Lo que ocurre en la escena política actual angustia, pues impide ver, aunque sea modestamente, el futuro. La democracia fracasó, se anuncia. La propuesta de la Agenda 2050, como sucedánea de la 2030 de desarrollo sostenible, oculta, más que revela, la dirección deseada de la democracia global. Hoy se actúa en modo de guerra, con visiones diversas, enfrentadas. Así, conservadores versus liberales, soberanistas contra globalistas, o tradicionalistas frente a modernistas ocupan el ring político internacional. Sea en China, EEUU o en Europa o bien el Medio Oriente, la política democrática ha devenido en una forma de guerra. No existe el bien común, pues ya ni siquiera se cree en eso que se llama bien. Fijémonos en esta realidad brevemente.
Del liberalismo a la autodeterminación
Comenzar con el liberalismo es útil. Es un término maleable, pero que denota una significación común: los liberales rechazan el despotismo, exaltan la autonomía. Han sido defensores de la individualidad contra la desigualdad basada en la raza y el sexo. Esencialmente igualitarios. Basta leerlo a John S. Mill (1806-73) en su defensa de la mujer. Nadie debe estar dominado por nadie.
El liberalismo político contemporáneo ha establecido la neutralidad del Estado, aunque esta sea, como las pelucas —al decir del filósofo Alasdair MacIntyre—, un invento del muy liberal siglo diecisiete, ni imparcial ni objetivo. Optan, sin disculpas, por el lucro del capitalismo de “accionistas” de Milton Friedman (1912-2006). Adam Smith (1723-90) lo encarna con la mano invisible: aunque la intención no sea altruista, el resultado final sí lo es. El carnicero se esfuerza en agradarnos, no por magnanimidad, sino para lucrar. Su axioma es el “principio de no agresión”; ninguna persona puede agredir a otra ni a su propiedad, como dice el maestro de Milei, Murray Rothbard (1926-1995). La voluntad individual tiene primacía exclusiva sobre la realidad.
De la socialdemocracia al globalismo
Seguimos con la izquierda socialista, que propone una curiosa visión de esa autonomía liberal, abandonando su antigua alergia al mercado. Hoy lo abraza, sin renunciar, subrepticiamente, a su afán de controlar la sociedad. Es el nuevo capitalismo “inclusivo”, de Klaus Schwab, del Foro de Davos. Las corporaciones se aceptan y no deben renunciar a su rentabilidad, pero se comprometen a la igualdad, la diversidad de género y, sobre todo, al cambio climático. La gobernanza es “colegiada”: no reside exclusivamente en el Estado, sino en las corporaciones, la sociedad civil y las oenegés e instituciones internacionales.
El mercado podrá ser injusto, pero habrá una serie de grupos e instituciones que definirán las políticas igualitarias e inclusivas.
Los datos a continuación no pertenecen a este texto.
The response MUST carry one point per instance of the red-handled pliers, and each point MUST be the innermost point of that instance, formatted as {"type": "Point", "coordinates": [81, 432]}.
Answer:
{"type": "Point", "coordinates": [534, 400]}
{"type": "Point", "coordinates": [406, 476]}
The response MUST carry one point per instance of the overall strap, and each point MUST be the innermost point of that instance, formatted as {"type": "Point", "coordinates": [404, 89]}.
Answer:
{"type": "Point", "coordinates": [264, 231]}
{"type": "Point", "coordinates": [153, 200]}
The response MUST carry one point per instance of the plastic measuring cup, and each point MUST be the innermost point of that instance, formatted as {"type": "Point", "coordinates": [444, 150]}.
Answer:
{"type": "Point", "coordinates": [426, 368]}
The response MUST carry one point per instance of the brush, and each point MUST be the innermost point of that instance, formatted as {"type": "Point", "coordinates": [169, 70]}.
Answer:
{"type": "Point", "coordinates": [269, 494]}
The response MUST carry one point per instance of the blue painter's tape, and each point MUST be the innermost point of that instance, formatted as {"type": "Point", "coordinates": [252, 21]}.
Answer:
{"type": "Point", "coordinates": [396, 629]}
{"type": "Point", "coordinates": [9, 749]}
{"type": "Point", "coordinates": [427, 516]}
Claro, en el contexto occidental posmoral, la inclusividad será medida por las costumbres relativizadas de las ideologías de género y woke. Se establecen políticas que defienden identidades grupales frente a intereses individuales que representan la opresión, la marginación, el racismo sistémico o la heteronormatividad. Es el capitalismo woke, Inc., que denuncia el hindú-americano V. Ramaswamy, como amenaza a la democracia.
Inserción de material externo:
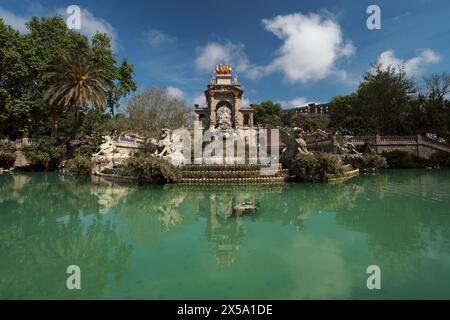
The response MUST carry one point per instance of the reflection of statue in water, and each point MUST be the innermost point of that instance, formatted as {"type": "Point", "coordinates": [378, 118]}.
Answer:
{"type": "Point", "coordinates": [226, 224]}
{"type": "Point", "coordinates": [301, 144]}
{"type": "Point", "coordinates": [169, 148]}
{"type": "Point", "coordinates": [344, 146]}
{"type": "Point", "coordinates": [164, 143]}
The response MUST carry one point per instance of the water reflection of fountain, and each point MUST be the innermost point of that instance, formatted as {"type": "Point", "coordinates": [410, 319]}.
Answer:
{"type": "Point", "coordinates": [109, 193]}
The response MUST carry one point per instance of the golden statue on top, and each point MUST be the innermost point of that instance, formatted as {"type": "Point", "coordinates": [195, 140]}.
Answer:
{"type": "Point", "coordinates": [223, 69]}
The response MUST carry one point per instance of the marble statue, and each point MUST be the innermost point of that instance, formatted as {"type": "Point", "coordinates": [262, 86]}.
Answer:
{"type": "Point", "coordinates": [108, 156]}
{"type": "Point", "coordinates": [170, 149]}
{"type": "Point", "coordinates": [224, 120]}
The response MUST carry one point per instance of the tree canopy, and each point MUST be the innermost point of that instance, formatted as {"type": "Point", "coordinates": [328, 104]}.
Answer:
{"type": "Point", "coordinates": [25, 60]}
{"type": "Point", "coordinates": [153, 110]}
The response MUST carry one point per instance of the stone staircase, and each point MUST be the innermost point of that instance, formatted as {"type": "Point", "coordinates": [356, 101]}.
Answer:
{"type": "Point", "coordinates": [232, 174]}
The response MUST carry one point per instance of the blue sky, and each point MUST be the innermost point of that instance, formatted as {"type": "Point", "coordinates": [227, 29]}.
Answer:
{"type": "Point", "coordinates": [288, 51]}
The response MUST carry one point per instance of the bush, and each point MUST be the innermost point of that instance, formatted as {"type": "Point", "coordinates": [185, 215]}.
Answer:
{"type": "Point", "coordinates": [151, 169]}
{"type": "Point", "coordinates": [80, 165]}
{"type": "Point", "coordinates": [441, 159]}
{"type": "Point", "coordinates": [374, 161]}
{"type": "Point", "coordinates": [46, 154]}
{"type": "Point", "coordinates": [316, 167]}
{"type": "Point", "coordinates": [402, 159]}
{"type": "Point", "coordinates": [7, 154]}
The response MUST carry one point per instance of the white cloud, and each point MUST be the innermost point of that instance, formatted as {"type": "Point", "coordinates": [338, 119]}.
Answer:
{"type": "Point", "coordinates": [214, 53]}
{"type": "Point", "coordinates": [312, 44]}
{"type": "Point", "coordinates": [157, 38]}
{"type": "Point", "coordinates": [90, 25]}
{"type": "Point", "coordinates": [413, 66]}
{"type": "Point", "coordinates": [200, 100]}
{"type": "Point", "coordinates": [174, 92]}
{"type": "Point", "coordinates": [295, 103]}
{"type": "Point", "coordinates": [15, 21]}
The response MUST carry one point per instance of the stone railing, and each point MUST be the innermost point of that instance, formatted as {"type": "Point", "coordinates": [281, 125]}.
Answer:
{"type": "Point", "coordinates": [422, 146]}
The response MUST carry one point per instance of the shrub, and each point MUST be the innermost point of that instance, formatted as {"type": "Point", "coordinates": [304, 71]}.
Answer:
{"type": "Point", "coordinates": [46, 154]}
{"type": "Point", "coordinates": [316, 167]}
{"type": "Point", "coordinates": [441, 159]}
{"type": "Point", "coordinates": [151, 169]}
{"type": "Point", "coordinates": [7, 154]}
{"type": "Point", "coordinates": [403, 159]}
{"type": "Point", "coordinates": [80, 165]}
{"type": "Point", "coordinates": [374, 161]}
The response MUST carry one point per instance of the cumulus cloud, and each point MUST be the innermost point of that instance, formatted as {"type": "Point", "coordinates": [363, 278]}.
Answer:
{"type": "Point", "coordinates": [214, 53]}
{"type": "Point", "coordinates": [15, 21]}
{"type": "Point", "coordinates": [90, 24]}
{"type": "Point", "coordinates": [200, 100]}
{"type": "Point", "coordinates": [312, 44]}
{"type": "Point", "coordinates": [174, 92]}
{"type": "Point", "coordinates": [413, 66]}
{"type": "Point", "coordinates": [157, 38]}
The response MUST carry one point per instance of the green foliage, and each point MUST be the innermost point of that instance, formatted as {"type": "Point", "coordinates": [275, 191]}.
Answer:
{"type": "Point", "coordinates": [80, 165]}
{"type": "Point", "coordinates": [25, 59]}
{"type": "Point", "coordinates": [316, 167]}
{"type": "Point", "coordinates": [7, 154]}
{"type": "Point", "coordinates": [152, 110]}
{"type": "Point", "coordinates": [151, 169]}
{"type": "Point", "coordinates": [441, 159]}
{"type": "Point", "coordinates": [46, 154]}
{"type": "Point", "coordinates": [403, 159]}
{"type": "Point", "coordinates": [75, 82]}
{"type": "Point", "coordinates": [374, 161]}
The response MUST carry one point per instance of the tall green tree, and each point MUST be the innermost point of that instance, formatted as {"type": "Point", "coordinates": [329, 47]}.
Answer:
{"type": "Point", "coordinates": [153, 109]}
{"type": "Point", "coordinates": [76, 83]}
{"type": "Point", "coordinates": [25, 59]}
{"type": "Point", "coordinates": [384, 97]}
{"type": "Point", "coordinates": [268, 112]}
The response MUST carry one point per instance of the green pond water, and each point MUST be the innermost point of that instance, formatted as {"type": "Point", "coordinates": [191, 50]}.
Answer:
{"type": "Point", "coordinates": [303, 241]}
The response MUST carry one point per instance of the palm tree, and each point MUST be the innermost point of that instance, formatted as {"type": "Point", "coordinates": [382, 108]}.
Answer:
{"type": "Point", "coordinates": [75, 83]}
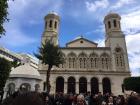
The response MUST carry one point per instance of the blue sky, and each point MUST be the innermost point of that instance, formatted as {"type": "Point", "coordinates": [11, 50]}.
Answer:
{"type": "Point", "coordinates": [78, 17]}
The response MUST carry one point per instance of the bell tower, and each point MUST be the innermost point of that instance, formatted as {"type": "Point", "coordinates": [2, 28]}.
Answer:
{"type": "Point", "coordinates": [51, 28]}
{"type": "Point", "coordinates": [115, 39]}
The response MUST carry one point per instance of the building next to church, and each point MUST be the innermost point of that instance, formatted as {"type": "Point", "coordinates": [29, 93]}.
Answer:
{"type": "Point", "coordinates": [88, 67]}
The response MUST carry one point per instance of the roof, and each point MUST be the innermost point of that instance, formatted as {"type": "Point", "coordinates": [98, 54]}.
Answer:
{"type": "Point", "coordinates": [25, 71]}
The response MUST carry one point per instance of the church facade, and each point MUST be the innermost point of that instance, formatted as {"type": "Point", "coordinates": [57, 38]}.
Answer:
{"type": "Point", "coordinates": [88, 67]}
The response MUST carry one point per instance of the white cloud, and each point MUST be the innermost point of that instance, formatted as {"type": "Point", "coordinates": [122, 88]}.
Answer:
{"type": "Point", "coordinates": [121, 3]}
{"type": "Point", "coordinates": [133, 46]}
{"type": "Point", "coordinates": [93, 6]}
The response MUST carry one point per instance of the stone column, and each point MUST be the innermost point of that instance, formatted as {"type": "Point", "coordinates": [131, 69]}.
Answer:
{"type": "Point", "coordinates": [88, 85]}
{"type": "Point", "coordinates": [100, 85]}
{"type": "Point", "coordinates": [77, 86]}
{"type": "Point", "coordinates": [65, 86]}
El autoritarismo de mercado
Pero la mayor amenaza a la democracia son los sistemas donde el mercado capitalista no es sino la forma de enriquecer a una élite al servicio del poder totalitario. En diversos grados, China y Rusia forman parte de ese grupo. Evidentemente, la China de Xi Jinping está deseosa de alcanzar la meta de potencia mundial que la Rusia de Putin hoy solo puede añorar. Transformada en un capitalismo tecnológico luego de cuatro décadas de innovaciones capitalistas, China ya nada recuerda a la Revolución Cultural de Mao, con excepción, quizás, a sus ambiciones expansionistas globales.
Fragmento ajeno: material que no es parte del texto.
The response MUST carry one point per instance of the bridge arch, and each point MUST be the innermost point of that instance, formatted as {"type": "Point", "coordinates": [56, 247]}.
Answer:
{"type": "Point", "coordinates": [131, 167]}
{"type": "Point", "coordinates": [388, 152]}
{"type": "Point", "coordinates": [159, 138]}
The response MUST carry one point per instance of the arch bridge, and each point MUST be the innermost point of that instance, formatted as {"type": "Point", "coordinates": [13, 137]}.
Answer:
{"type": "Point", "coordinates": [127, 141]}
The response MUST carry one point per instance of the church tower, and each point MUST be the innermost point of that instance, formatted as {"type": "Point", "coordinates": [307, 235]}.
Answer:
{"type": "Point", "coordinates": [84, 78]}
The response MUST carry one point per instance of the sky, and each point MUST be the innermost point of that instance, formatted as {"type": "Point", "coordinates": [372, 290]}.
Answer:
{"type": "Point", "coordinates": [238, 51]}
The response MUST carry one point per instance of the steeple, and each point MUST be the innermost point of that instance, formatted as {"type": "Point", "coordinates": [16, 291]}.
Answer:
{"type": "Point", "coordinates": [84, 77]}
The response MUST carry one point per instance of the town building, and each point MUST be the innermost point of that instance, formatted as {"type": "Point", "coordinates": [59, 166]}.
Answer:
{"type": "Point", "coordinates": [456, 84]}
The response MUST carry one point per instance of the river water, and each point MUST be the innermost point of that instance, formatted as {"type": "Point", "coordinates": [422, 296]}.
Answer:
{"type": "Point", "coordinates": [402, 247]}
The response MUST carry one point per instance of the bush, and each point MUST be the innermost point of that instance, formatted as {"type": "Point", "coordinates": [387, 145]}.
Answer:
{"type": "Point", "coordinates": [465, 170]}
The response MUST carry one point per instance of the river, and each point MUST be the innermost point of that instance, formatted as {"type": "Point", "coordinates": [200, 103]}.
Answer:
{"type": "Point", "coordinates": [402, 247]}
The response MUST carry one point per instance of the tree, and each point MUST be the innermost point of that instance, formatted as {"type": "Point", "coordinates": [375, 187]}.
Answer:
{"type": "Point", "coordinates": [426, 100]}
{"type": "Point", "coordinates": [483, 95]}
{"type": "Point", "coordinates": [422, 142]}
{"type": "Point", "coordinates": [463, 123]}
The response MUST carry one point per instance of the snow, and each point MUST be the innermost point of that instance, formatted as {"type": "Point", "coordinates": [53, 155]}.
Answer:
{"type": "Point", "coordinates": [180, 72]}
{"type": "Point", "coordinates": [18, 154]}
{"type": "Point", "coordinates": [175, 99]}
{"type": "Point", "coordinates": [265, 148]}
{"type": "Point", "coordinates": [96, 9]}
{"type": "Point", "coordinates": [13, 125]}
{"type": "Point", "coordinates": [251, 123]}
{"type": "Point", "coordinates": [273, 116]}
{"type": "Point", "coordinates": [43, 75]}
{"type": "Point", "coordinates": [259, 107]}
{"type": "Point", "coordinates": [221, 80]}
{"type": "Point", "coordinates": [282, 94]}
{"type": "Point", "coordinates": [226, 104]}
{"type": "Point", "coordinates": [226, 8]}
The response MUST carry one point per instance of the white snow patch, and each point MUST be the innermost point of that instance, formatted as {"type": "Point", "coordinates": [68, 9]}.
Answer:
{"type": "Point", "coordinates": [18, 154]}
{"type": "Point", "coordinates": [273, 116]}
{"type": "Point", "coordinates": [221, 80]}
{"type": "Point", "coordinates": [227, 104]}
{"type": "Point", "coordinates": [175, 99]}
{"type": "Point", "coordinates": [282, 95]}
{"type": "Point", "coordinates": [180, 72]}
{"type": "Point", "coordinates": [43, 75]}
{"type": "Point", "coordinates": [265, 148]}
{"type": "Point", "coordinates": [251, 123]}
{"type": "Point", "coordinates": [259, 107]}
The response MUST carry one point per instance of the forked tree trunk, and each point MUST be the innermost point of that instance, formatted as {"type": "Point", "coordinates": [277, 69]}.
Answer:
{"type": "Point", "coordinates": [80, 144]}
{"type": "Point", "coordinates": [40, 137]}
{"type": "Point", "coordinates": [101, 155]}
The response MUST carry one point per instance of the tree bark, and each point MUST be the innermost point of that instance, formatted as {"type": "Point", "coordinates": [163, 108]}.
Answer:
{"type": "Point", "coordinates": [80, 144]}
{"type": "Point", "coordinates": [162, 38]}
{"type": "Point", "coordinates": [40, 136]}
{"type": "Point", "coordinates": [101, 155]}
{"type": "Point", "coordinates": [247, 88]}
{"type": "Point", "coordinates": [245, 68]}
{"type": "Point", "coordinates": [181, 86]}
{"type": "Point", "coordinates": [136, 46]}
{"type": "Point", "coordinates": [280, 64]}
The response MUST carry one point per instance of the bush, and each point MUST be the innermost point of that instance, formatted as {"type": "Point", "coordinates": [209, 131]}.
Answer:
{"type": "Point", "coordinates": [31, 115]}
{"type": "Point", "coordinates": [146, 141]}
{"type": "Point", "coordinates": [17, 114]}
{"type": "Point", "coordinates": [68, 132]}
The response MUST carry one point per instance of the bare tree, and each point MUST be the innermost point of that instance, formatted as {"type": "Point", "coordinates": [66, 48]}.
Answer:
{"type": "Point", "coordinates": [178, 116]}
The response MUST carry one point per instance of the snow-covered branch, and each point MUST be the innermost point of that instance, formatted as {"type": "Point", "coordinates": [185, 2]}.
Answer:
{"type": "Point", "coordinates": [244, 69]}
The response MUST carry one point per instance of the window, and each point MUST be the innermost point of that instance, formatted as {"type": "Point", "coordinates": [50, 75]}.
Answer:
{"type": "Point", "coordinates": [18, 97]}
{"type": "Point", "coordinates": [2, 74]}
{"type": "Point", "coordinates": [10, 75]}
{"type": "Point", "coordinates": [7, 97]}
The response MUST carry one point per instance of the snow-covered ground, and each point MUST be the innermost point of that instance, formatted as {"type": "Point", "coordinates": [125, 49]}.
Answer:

Lo mismo con Putin. El hecho de que Rusia esboce un capitalismo de los plutócratas y esté profundamente inmersa en la economía global, tiene poco efecto sobre su comportamiento, porque los autoritarismos se preocupan por su seguridad tanto como las democracias, y la hegemonía y expansión es la mejor manera que tiene cualquier sociedad de garantizar su propia supervivencia.
La democracia como piel
Ortega y Gasset hablaba del Estado como piel y del Estado como aparato ortopédico. En este momento se debería hablar más bien de democracias como aparato ortopédico. ¿Por qué? Porque es la forma constitucional democrática la que, o bien se pretende forzar sobre un cuerpo político, o bien se cree suficiente para su estabilidad, sin cambiar a este previamente. La raíz de la crisis de Occidente es espiritual, moral de ese sujeto político. La aversión que juzga hacia la fe —hacia toda religión y toda creencia—. Como advertía J. B. Alberdi (1810-1884) hace más de un siglo, las constituciones [democráticas] no se hacen en los Congresos. No viven en el papel, viven en los hombres y en los pueblos. Hoy, las democracias se violentan sobre los cuerpos sociales fofos —cual aparatos ortopédicos— que simulan hablar de democracia y libertades, pero con una significación de sus palabras discordantes entre sí. Estropeadas para cualquier diálogo. La democracia requiere una piel que se ajuste a ese cuerpo renovado moralmente, como toda piel que no crea molestia.